“La ayuda viene en camino”, Con esta frase motivadora Kamala Harris, vicepresidenta de EE.UU. y encargada por Joe Biden de lidiar con la crisis migratoria, resumía su reunión, de más de dos horas y a puerta cerrada, con el presidente de Guatemala, Alejandro Giammattei. Los asuntos sobre los que giró el encuentro fueron las inversiones en terreno centroamericano por parte de empresarios estadounidenses, un programa de empoderamiento a mujeres jóvenes, unos equipos de seguridad especiales que investiguen la corrupción y el apoyo para disminuir el narcotráfico y lasmafias de tráfico de personas que operan en las fronteras sur y norte de Guatemala.

Por otro lado, Harris quiso reiterar su mensaje para disuadir a los centroamericanos de tratar de entrar en Estados Unidos: “No vengan, no vengan. Seguiremos aplicando la ley y reforzando las fronteras . Si llegan (ilegalmente) serán enviados de vuelta”.

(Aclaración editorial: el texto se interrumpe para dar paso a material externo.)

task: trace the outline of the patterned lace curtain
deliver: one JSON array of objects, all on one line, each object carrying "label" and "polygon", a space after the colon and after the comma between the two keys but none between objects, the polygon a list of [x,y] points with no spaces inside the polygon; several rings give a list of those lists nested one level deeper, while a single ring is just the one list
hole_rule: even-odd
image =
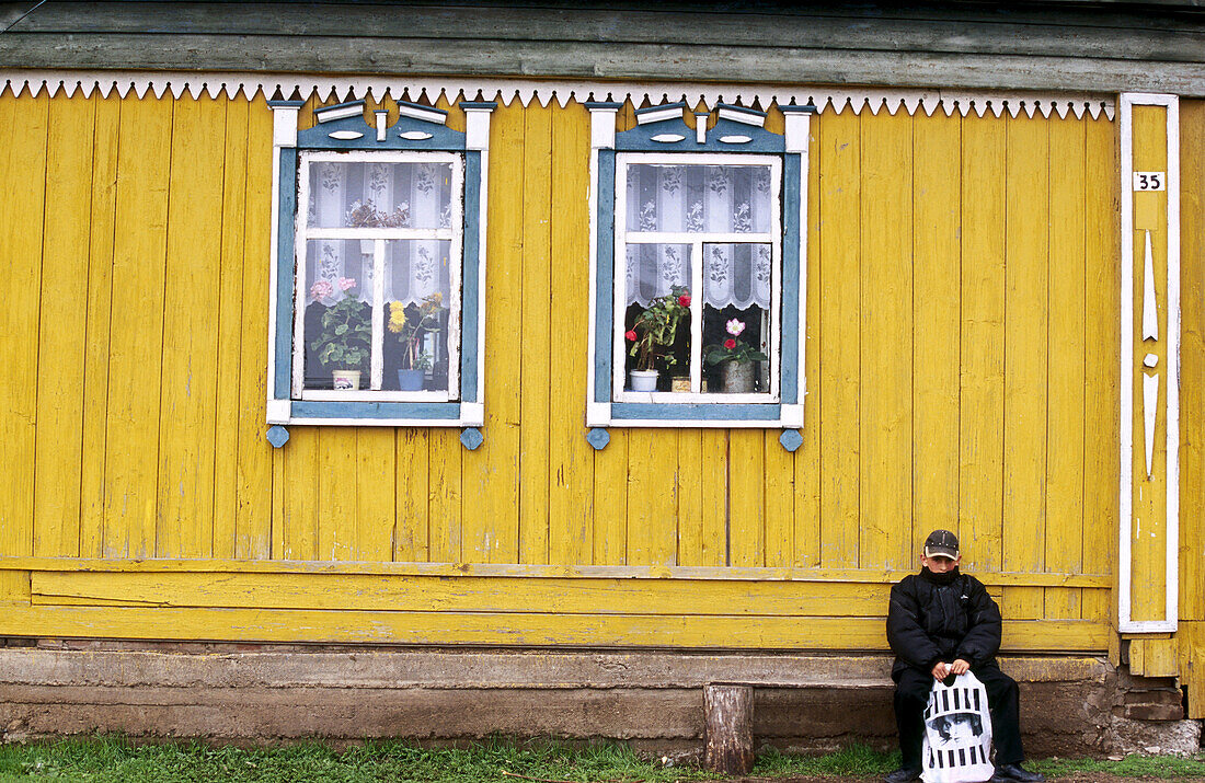
[{"label": "patterned lace curtain", "polygon": [[[308,225],[324,228],[447,229],[452,223],[452,167],[447,163],[339,163],[310,165]],[[341,279],[354,279],[351,294],[370,302],[374,285],[372,240],[315,240],[306,257],[306,304],[343,299]],[[386,301],[421,302],[433,293],[448,301],[446,240],[387,240]],[[317,295],[316,295],[317,294]]]},{"label": "patterned lace curtain", "polygon": [[[768,166],[636,164],[628,167],[630,231],[769,234]],[[627,247],[628,304],[647,307],[674,285],[690,288],[689,245]],[[770,308],[770,245],[705,243],[704,301],[716,308]]]}]

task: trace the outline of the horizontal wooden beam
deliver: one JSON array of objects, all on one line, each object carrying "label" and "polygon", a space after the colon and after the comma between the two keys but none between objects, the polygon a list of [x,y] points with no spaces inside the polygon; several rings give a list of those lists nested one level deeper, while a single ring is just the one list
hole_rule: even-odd
[{"label": "horizontal wooden beam", "polygon": [[[1100,653],[1110,628],[1088,620],[1005,620],[1004,650]],[[882,618],[540,612],[362,612],[22,606],[0,611],[0,636],[366,644],[664,647],[886,650]]]},{"label": "horizontal wooden beam", "polygon": [[[2,571],[186,572],[186,573],[360,573],[437,577],[586,577],[601,579],[735,579],[745,582],[851,582],[890,584],[913,571],[888,569],[775,569],[692,566],[521,565],[480,563],[340,563],[306,560],[100,560],[88,558],[5,558]],[[984,571],[974,575],[991,587],[1066,587],[1111,589],[1107,573],[1024,573]]]}]

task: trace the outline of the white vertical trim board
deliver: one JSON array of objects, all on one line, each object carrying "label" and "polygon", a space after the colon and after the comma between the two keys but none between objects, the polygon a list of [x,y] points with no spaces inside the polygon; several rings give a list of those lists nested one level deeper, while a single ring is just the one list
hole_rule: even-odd
[{"label": "white vertical trim board", "polygon": [[[1134,551],[1134,382],[1144,366],[1134,363],[1134,106],[1166,108],[1168,140],[1168,277],[1166,277],[1166,355],[1164,367],[1153,371],[1164,376],[1166,388],[1166,498],[1165,498],[1165,601],[1162,620],[1133,619]],[[1117,630],[1123,634],[1166,634],[1177,628],[1180,590],[1180,104],[1175,95],[1123,93],[1118,101],[1121,131],[1121,431],[1118,496],[1118,590]],[[1145,259],[1144,259],[1145,261]],[[1150,285],[1144,281],[1144,290]],[[1146,306],[1148,302],[1144,302]],[[1145,320],[1145,319],[1144,319]],[[1144,323],[1144,331],[1148,329]],[[1144,337],[1147,336],[1144,334]],[[1144,375],[1144,388],[1150,384]],[[1158,377],[1158,376],[1156,376]],[[1147,395],[1144,394],[1144,398]],[[1146,407],[1144,400],[1144,407]],[[1154,404],[1157,405],[1157,402]],[[1145,411],[1148,416],[1152,411]],[[1145,428],[1152,429],[1150,426]],[[1145,448],[1153,448],[1153,432],[1144,432]]]}]

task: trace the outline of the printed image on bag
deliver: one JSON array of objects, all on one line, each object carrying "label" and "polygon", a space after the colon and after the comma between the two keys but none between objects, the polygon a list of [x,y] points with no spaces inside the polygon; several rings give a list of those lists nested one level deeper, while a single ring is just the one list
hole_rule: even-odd
[{"label": "printed image on bag", "polygon": [[992,716],[987,689],[966,672],[934,682],[924,708],[925,783],[982,783],[992,778]]}]

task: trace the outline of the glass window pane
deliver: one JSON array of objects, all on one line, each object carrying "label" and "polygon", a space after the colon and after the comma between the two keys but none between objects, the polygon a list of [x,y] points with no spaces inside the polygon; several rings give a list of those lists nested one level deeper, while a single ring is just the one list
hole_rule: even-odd
[{"label": "glass window pane", "polygon": [[648,378],[656,388],[636,390],[689,392],[690,249],[689,245],[628,245],[623,313],[628,389],[633,371],[657,370],[656,382]]},{"label": "glass window pane", "polygon": [[372,337],[371,247],[365,255],[359,240],[311,240],[305,263],[305,388],[334,388],[337,370],[360,372],[359,388],[365,389]]},{"label": "glass window pane", "polygon": [[451,255],[449,241],[386,242],[386,390],[448,388]]},{"label": "glass window pane", "polygon": [[766,232],[770,166],[633,164],[628,231]]},{"label": "glass window pane", "polygon": [[310,164],[311,228],[447,229],[452,164]]}]

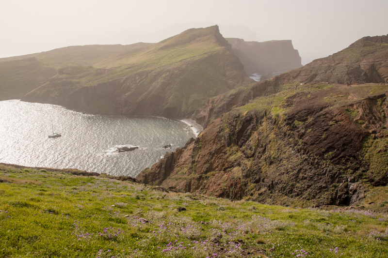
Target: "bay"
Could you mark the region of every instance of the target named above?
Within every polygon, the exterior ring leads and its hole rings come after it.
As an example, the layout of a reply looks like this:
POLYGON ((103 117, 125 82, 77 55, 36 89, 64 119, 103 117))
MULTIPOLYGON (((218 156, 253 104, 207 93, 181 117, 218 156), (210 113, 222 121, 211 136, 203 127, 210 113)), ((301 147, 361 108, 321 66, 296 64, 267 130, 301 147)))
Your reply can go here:
POLYGON ((88 115, 55 105, 0 101, 0 162, 135 177, 195 137, 193 128, 164 118, 88 115), (48 137, 52 125, 62 137, 48 137), (169 145, 171 149, 162 148, 169 145), (115 152, 123 146, 139 149, 115 152))

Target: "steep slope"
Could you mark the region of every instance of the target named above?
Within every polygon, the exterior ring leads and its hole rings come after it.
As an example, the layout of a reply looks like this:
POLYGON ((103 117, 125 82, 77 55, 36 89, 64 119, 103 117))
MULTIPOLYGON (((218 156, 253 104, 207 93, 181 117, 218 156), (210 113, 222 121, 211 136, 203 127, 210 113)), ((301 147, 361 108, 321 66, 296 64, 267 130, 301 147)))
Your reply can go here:
POLYGON ((187 117, 209 98, 252 81, 230 48, 218 26, 191 29, 94 67, 61 68, 22 100, 91 113, 187 117))
POLYGON ((19 99, 56 74, 34 57, 0 62, 0 101, 19 99))
POLYGON ((139 43, 129 45, 86 45, 61 47, 16 57, 0 58, 0 62, 34 57, 56 69, 70 65, 94 65, 123 51, 152 45, 139 43))
POLYGON ((256 42, 237 38, 226 39, 248 75, 284 73, 302 66, 299 52, 294 49, 291 40, 256 42))
POLYGON ((388 36, 365 37, 347 48, 303 67, 209 99, 192 117, 206 127, 235 106, 259 96, 307 83, 360 84, 388 80, 388 36))
POLYGON ((232 199, 354 204, 388 182, 387 96, 385 86, 324 85, 257 98, 136 178, 232 199))
MULTIPOLYGON (((333 64, 335 71, 369 62, 384 78, 385 38, 364 38, 319 60, 345 62, 333 64), (344 54, 356 50, 356 57, 344 54)), ((193 115, 207 126, 199 137, 137 179, 182 192, 310 206, 356 204, 370 188, 387 184, 388 88, 331 84, 324 69, 314 77, 326 81, 308 82, 307 71, 317 62, 210 99, 193 115)), ((345 80, 371 81, 342 72, 345 80)))
POLYGON ((342 84, 387 82, 388 35, 365 37, 348 47, 290 73, 288 80, 342 84))
POLYGON ((0 101, 20 99, 69 65, 93 65, 118 52, 151 44, 68 46, 0 59, 0 101))

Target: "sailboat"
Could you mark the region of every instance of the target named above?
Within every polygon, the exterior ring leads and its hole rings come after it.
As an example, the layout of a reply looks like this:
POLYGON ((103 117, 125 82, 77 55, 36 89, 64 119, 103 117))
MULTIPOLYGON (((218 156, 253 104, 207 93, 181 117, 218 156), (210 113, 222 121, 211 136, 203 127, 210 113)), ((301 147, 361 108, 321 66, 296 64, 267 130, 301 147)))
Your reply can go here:
POLYGON ((62 136, 61 135, 61 134, 58 134, 58 133, 54 133, 54 124, 51 121, 51 124, 52 125, 52 135, 49 135, 48 138, 55 138, 55 137, 59 137, 62 136))

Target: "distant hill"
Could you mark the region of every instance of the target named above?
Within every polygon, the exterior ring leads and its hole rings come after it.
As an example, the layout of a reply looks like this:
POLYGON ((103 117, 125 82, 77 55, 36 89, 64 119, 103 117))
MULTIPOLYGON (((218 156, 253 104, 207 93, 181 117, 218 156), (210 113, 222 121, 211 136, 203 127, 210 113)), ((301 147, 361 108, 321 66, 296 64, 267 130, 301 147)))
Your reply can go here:
POLYGON ((284 73, 302 66, 299 52, 294 49, 291 40, 256 42, 236 38, 226 39, 248 75, 284 73))
POLYGON ((0 58, 1 62, 35 58, 56 69, 72 65, 94 65, 117 53, 130 49, 149 46, 152 43, 139 43, 129 45, 75 46, 23 56, 0 58))
POLYGON ((359 203, 388 183, 387 39, 210 99, 193 115, 204 131, 137 179, 266 203, 359 203))
POLYGON ((19 99, 57 73, 35 57, 0 62, 0 101, 19 99))
POLYGON ((91 45, 0 59, 0 101, 20 99, 69 65, 93 65, 118 52, 150 45, 91 45))
POLYGON ((97 114, 185 117, 211 97, 252 83, 217 26, 188 30, 121 52, 93 66, 68 66, 24 97, 97 114))

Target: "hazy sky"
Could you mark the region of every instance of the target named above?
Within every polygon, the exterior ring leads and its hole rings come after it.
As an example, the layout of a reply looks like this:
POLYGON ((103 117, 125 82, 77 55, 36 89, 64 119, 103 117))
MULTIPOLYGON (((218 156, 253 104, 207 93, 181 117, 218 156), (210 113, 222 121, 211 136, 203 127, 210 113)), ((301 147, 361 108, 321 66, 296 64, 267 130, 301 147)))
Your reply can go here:
POLYGON ((0 0, 0 58, 158 42, 214 24, 225 37, 291 40, 306 64, 388 34, 388 0, 0 0))

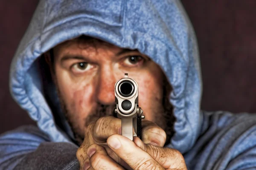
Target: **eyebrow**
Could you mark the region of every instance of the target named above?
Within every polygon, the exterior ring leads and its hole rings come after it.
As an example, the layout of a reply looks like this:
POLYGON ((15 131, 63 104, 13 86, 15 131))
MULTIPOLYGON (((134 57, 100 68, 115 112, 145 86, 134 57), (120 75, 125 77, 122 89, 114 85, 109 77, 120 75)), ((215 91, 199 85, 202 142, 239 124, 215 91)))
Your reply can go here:
POLYGON ((62 62, 65 60, 67 60, 70 59, 78 59, 78 60, 85 60, 85 58, 82 56, 79 55, 66 55, 64 56, 61 60, 61 62, 62 62))
MULTIPOLYGON (((116 57, 119 57, 121 55, 124 54, 125 53, 129 53, 131 52, 138 52, 138 50, 131 50, 128 48, 123 49, 121 51, 116 53, 115 55, 116 57)), ((62 62, 64 61, 70 59, 77 59, 81 60, 86 60, 86 57, 85 56, 76 55, 70 55, 67 54, 64 55, 61 60, 61 62, 62 62)))
POLYGON ((138 52, 138 50, 137 49, 135 50, 131 50, 130 49, 125 48, 123 49, 120 51, 119 51, 116 54, 116 56, 118 57, 125 53, 131 52, 138 52))

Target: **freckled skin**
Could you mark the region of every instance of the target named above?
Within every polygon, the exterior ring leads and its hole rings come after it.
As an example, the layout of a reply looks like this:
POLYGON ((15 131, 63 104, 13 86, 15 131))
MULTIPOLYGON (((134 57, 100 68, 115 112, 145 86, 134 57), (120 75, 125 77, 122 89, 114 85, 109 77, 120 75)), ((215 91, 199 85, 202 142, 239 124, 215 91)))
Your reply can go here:
MULTIPOLYGON (((54 48, 55 83, 62 104, 65 105, 75 133, 84 137, 86 127, 84 120, 94 114, 99 105, 114 105, 114 85, 125 73, 134 79, 139 86, 139 104, 145 119, 157 123, 164 129, 162 119, 163 74, 160 67, 151 60, 134 67, 124 65, 129 56, 147 57, 138 51, 128 52, 116 57, 122 48, 98 42, 93 45, 86 42, 70 40, 54 48), (70 59, 61 62, 67 54, 82 56, 84 60, 70 59), (92 66, 86 71, 75 73, 72 66, 82 62, 92 66), (72 70, 73 69, 73 70, 72 70)), ((81 71, 81 70, 80 70, 81 71)), ((163 123, 163 122, 164 123, 163 123)))

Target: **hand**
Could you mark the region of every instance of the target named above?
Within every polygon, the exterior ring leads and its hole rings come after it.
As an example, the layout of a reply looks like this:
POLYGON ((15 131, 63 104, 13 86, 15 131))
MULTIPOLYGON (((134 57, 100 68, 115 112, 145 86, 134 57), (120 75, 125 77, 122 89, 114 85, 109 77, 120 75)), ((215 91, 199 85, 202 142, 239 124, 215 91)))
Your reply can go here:
MULTIPOLYGON (((128 165, 126 169, 139 170, 186 170, 182 155, 177 150, 145 144, 137 137, 134 142, 119 135, 110 136, 107 141, 110 148, 128 165)), ((108 156, 104 147, 93 144, 87 150, 85 165, 88 170, 124 170, 108 156)))
MULTIPOLYGON (((84 161, 88 157, 86 151, 93 144, 102 145, 101 148, 104 147, 104 150, 107 151, 111 158, 116 159, 118 156, 107 145, 106 141, 112 135, 121 134, 121 119, 112 116, 101 117, 96 123, 88 126, 85 130, 84 140, 76 152, 81 169, 83 169, 84 161)), ((163 146, 166 140, 164 130, 156 124, 146 120, 142 122, 142 139, 144 143, 151 142, 156 146, 163 146)), ((118 162, 123 162, 120 158, 118 158, 118 162)))

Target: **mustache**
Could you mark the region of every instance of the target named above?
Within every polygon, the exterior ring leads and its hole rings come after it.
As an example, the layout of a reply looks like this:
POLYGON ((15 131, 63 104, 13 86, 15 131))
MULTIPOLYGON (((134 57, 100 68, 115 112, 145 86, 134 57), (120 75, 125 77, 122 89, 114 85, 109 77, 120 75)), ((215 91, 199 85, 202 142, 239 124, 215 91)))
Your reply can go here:
POLYGON ((91 123, 96 122, 99 119, 102 117, 113 116, 113 110, 116 108, 116 105, 105 105, 98 104, 96 108, 90 113, 87 117, 84 119, 84 125, 87 127, 91 123))

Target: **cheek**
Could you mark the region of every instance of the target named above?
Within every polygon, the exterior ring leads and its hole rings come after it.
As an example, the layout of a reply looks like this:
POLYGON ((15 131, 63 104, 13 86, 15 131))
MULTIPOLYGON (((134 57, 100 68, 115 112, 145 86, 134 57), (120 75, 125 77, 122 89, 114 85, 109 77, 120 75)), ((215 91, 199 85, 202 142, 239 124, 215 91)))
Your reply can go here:
POLYGON ((163 87, 159 82, 160 77, 148 75, 138 81, 139 105, 143 110, 146 119, 153 121, 155 114, 161 112, 163 107, 163 87))
POLYGON ((81 127, 83 121, 94 106, 95 89, 92 79, 90 80, 72 79, 64 72, 56 74, 57 83, 68 114, 81 127))

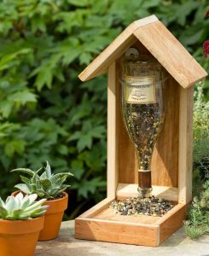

 La vicepresidenta estadounidense ha iniciado su primer viaje al extranjero, desde que fue nombrada la primera mujer afroamericana vicepresidenta de EE.UU., para cortar la inmigración, que se encuentra en cifras récord desde esta primavera, y que se amontona en campamentos infrahumanos, en la frontera norte de México. Kamala Harris centrará sus reuniones en los flujos migratorios que no sólo proceden de Centroamérica ya que los migrantes mexicanos suponen un 44%. Así, México y EE.UU. acaban de llegar a un acuerdo de entendimiento de cooperación internacional entre la Secretaría de Relaciones Exteriores (SRE) de México y la Agencia de Estados Unidos para el Desarrollo Internacional.

Firmado por los ministros de Exteriores de cada país, contó con la presencia, como testigos, de Kamala y Andrés Manuel. La exsenadora quiso otorgar la debida importancia a su reunión en el Palacio Nacional, con López Obrador, con estas palabras: “Estados Unidos y México comparten historia y familia. Nuestras economías están atadas y nuestra seguridad depende una de la otra. Estoy aquí en la Ciudad de México para renovar la importante asociación de nuestra nación con México”, posteó en su cuenta de Twitter.

El papel de México se vislumbra como imprescindible como aliado de los Estados Unidos para paliar los movimientos migratorios y para desmantelar los campamentos de migrantes, cerrando su frontera sur, como para disminuir el número de mexicanos que pretende traspasar la frontera, cada vez mayor en número.

 México, antes de la llegada de Kamala, ya comenzó a deportar migrantes en su frontera norte mediante aviones que llegaban a San Pedro de Sula (norte de Honduras) y autobuses que se dirigían al sur del país. Una medida duramente criticada por las ONG que destacó ABC hace una semana: “Los inmigrantes son devueltos a su residencia y en muchas ocasiones está en riesgo su vida o la de su familia en una inmigración por necesidad “, nos confesaban desde la presidencia de Wola, organización líder en investigación e incidencia que promueve los derechos humanos en América. Asegurando que “es muy preocupante que EE.UU. esté pidiendo a México repatriar a los inmigrantes que fueron expulsados” del vecino del norte. «México aceptó recibir a los indocumentados expulsados y ahora asume el traslado de los mismos a sus países de origen», explicaron desde Wola.